Now, maybe there will be some other technological advances that I can't foresee,
but that's my take on it.
Now, what does work?
Okay, I think number one,
I was asked at a security conference one time,
"if you were the head of the FTC", the Federal Trade Commission in the US that looks over fraud and things like that.
"What would you do if you had only one thing you can do?"
And I told them this, and I still believe it.
It's education.
I would want to run some sort of campaign
to let people know what these deep fakes are.
What is the art of the possible?
What are the risks that go along with this?
So that they wouldn't understand and be on the lookout for these things.
Because I can tell you, most people have no idea how good this technology is already.
Now, you heard the deepfake of my voice and it sounded a little deep fakey.
It sounded a little depressed, a little, you know, lacking in emotion and things like that.
So you might have detected that that was not really my voice.
However, these technologies are a lot better than that.
That's just one of the common ones that everyone has access to.
And the one thing I'm sure of, again, the deepfake technology will keep improving.
What's the other thing I'm trying to do?
I'm trying to create a certain level of healthy skepticism.
Now I'm a security guy so we can find the dark cloud in every silver lining.
So we're skeptics by nature.
You don't want to be overly negative and overly skeptical,
but there's a certain level of healthy skepticism that is going to be necessary.
We all need to be skeptics to one degree or another.
If you weren't in the room when you heard it or saw it,
maybe you didn't hear it and see it.
Maybe what you heard and saw was a deepfake.
If you're watching a show for entertainment, doesn't really matter.
But if you're about to wire $25 million or even your life savings, then it matters.
So in those cases where the stakes are high,
then we should be relying on other mechanisms like out-of-band communications.
Out-of-band means if I got a phone call and I hear your voice on it,
then I'm going to hang up and then call you back
at another number that I know you're supposed to answer at.
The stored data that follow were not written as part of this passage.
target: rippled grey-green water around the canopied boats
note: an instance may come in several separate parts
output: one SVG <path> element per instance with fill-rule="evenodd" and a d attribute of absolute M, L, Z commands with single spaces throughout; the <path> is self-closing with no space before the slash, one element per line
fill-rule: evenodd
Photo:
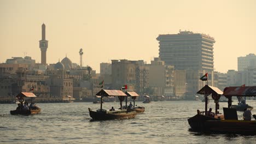
<path fill-rule="evenodd" d="M 236 101 L 233 103 L 237 103 Z M 201 101 L 153 101 L 136 118 L 90 122 L 88 107 L 100 104 L 37 104 L 39 115 L 10 115 L 16 104 L 0 104 L 0 143 L 255 143 L 256 136 L 201 134 L 190 131 L 188 118 L 204 111 Z M 256 100 L 247 100 L 256 107 Z M 104 103 L 103 109 L 119 103 Z M 220 107 L 226 103 L 220 103 Z M 213 101 L 210 107 L 214 108 Z M 213 109 L 214 110 L 214 109 Z M 222 112 L 222 110 L 220 110 Z M 256 110 L 252 110 L 256 114 Z M 242 118 L 242 112 L 238 112 Z"/>

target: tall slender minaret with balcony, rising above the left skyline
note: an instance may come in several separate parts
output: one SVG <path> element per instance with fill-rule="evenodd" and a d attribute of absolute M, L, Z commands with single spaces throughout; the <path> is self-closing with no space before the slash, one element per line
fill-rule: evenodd
<path fill-rule="evenodd" d="M 42 40 L 39 40 L 41 49 L 41 64 L 46 65 L 46 50 L 48 48 L 48 40 L 45 40 L 45 25 L 42 25 Z"/>

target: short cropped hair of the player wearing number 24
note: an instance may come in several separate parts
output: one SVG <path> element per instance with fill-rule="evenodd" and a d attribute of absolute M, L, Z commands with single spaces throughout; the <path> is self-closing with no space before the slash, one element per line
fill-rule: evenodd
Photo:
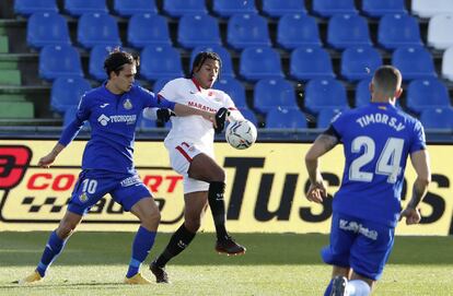
<path fill-rule="evenodd" d="M 382 66 L 373 76 L 374 87 L 382 93 L 393 95 L 402 86 L 402 73 L 393 66 Z"/>

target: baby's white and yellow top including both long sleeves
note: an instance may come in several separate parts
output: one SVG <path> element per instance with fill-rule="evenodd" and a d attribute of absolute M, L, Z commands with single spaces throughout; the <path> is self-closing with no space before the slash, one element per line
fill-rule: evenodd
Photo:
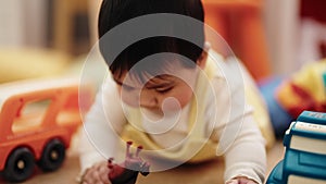
<path fill-rule="evenodd" d="M 243 83 L 229 84 L 234 81 L 226 76 L 233 76 L 236 71 L 221 70 L 221 66 L 233 65 L 237 63 L 236 59 L 223 60 L 212 51 L 209 56 L 197 81 L 196 99 L 183 108 L 172 128 L 162 134 L 148 133 L 150 130 L 145 125 L 148 116 L 143 115 L 151 115 L 150 112 L 140 113 L 139 109 L 127 106 L 122 108 L 115 83 L 108 77 L 85 122 L 87 132 L 80 147 L 82 168 L 116 157 L 120 137 L 124 137 L 142 145 L 145 150 L 160 150 L 158 157 L 172 160 L 189 158 L 190 162 L 200 162 L 223 154 L 225 181 L 241 175 L 263 183 L 265 144 L 274 142 L 267 110 L 243 66 L 240 65 L 239 70 Z M 244 102 L 233 100 L 243 93 Z M 89 146 L 85 146 L 86 142 Z"/>

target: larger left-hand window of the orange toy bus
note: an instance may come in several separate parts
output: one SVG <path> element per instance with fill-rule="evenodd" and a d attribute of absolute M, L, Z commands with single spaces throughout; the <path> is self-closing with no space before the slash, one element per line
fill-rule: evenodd
<path fill-rule="evenodd" d="M 12 132 L 28 131 L 39 126 L 42 123 L 50 103 L 50 99 L 24 103 L 14 118 Z"/>

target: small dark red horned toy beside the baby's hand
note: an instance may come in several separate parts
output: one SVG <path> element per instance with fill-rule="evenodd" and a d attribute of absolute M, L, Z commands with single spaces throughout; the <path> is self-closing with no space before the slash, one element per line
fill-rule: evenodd
<path fill-rule="evenodd" d="M 142 147 L 138 146 L 136 155 L 130 154 L 133 142 L 127 142 L 126 159 L 121 164 L 114 164 L 113 158 L 108 161 L 110 172 L 108 174 L 112 184 L 135 184 L 138 173 L 142 175 L 149 174 L 150 164 L 139 157 Z"/>

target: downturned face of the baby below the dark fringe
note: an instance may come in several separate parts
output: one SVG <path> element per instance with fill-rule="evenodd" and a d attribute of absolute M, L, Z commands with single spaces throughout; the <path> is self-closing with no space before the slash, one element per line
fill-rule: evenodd
<path fill-rule="evenodd" d="M 125 103 L 162 114 L 163 109 L 177 111 L 190 102 L 197 75 L 198 69 L 176 66 L 166 74 L 148 76 L 145 83 L 127 72 L 113 78 Z"/>

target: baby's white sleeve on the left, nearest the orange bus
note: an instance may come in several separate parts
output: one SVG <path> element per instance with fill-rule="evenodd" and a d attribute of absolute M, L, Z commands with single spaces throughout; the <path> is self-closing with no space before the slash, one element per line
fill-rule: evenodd
<path fill-rule="evenodd" d="M 115 156 L 117 133 L 125 123 L 114 82 L 108 78 L 87 113 L 80 137 L 82 173 L 92 164 Z"/>

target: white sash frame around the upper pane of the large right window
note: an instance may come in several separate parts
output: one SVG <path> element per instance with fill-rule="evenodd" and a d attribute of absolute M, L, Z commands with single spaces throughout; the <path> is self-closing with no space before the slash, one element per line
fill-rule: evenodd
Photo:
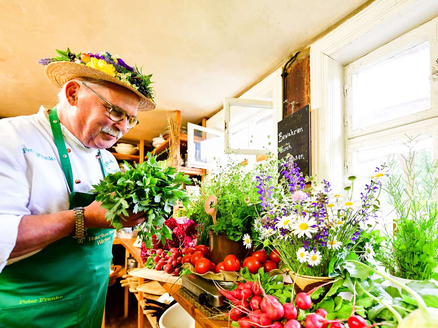
<path fill-rule="evenodd" d="M 430 107 L 421 112 L 402 116 L 390 121 L 381 122 L 372 126 L 355 129 L 353 111 L 357 100 L 357 73 L 366 70 L 370 66 L 377 65 L 393 56 L 396 56 L 408 49 L 411 49 L 425 41 L 430 47 L 430 67 L 438 58 L 438 47 L 436 46 L 438 17 L 428 21 L 414 30 L 396 38 L 395 40 L 381 46 L 380 48 L 357 59 L 345 66 L 345 109 L 346 109 L 346 138 L 352 139 L 357 136 L 364 136 L 370 133 L 383 131 L 396 126 L 402 126 L 412 122 L 418 122 L 438 115 L 438 84 L 431 83 L 431 104 Z"/>

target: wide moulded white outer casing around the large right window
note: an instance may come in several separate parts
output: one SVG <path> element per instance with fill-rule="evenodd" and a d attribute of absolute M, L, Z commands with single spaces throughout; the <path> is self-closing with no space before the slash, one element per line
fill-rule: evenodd
<path fill-rule="evenodd" d="M 312 174 L 342 181 L 344 66 L 437 16 L 436 0 L 376 0 L 311 45 Z"/>

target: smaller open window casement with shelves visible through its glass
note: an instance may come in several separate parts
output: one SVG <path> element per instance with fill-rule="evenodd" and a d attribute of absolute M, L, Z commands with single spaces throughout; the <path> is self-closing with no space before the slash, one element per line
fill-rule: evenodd
<path fill-rule="evenodd" d="M 187 164 L 190 167 L 214 169 L 216 158 L 223 154 L 223 133 L 187 123 Z"/>

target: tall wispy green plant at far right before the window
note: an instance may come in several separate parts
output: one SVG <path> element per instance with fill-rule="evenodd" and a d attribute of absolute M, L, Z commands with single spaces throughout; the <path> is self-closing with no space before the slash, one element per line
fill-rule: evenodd
<path fill-rule="evenodd" d="M 404 158 L 404 170 L 396 172 L 396 161 L 389 160 L 392 174 L 384 185 L 396 211 L 395 230 L 392 224 L 385 230 L 388 244 L 376 259 L 393 276 L 413 280 L 428 280 L 438 265 L 438 205 L 434 192 L 438 185 L 438 161 L 415 170 L 417 153 L 413 138 L 408 143 L 409 157 Z M 424 161 L 424 159 L 423 159 Z M 376 252 L 377 253 L 377 252 Z"/>

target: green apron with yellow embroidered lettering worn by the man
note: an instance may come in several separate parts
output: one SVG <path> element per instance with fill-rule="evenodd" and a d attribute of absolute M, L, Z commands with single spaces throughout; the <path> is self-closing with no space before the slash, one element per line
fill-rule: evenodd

Maybe even I call a family member or a friend of yours
to verify that the story holds up.
You know, are they really in that other country that they claim they're in?
Because I didn't know they were supposed to be there.
So that's one way.
Also, using other means.
If I got a voice call, maybe I send an email.
Maybe I do it from a different device even.
We can talk a little bit more about what some of these options are
in another video that I'll point you to at the end.
And another thing that that helps in this case,
a lot of people have have really tried to get smart about this.
And they'll say, well, in that grandparent scheme you mentioned,
what if in advance we agreed on a code word?
Is that going to work?
So in other words, I tell all my family members, if I ever call you asking for money,
ask me what the code word is, and if I don't know it, then it's probably a deepfake.
And because the deepfake generator can generate my voice,
but it doesn't know all the things that I know.
So this sort of secret knowledge pre-shared in advance
would be the way to tell if I trust it or not.
I put a question mark on this for a reason though.
There is a special type of attack,
I'll make reference to where you can find out more about it, that defeats even that.
Deepfakes represent an escalation in the cyber arms race.
The bad guys keep getting more and better tools.
That means we're going to have to keep getting smarter in order to defend against it.
So that was the purpose of this video to make you aware of what deepfakes are,
what some of the risks are,
and warn you in terms of what kinds of capabilities you might use
in order to defeat these things and detect them when they happen.
Take a look also at the video I did on audio jacking,
so that you'll understand why code words may not be the panacea that you had hoped they'd be.
They say that for warned is forearmed.
Now you should consider yourself to be both.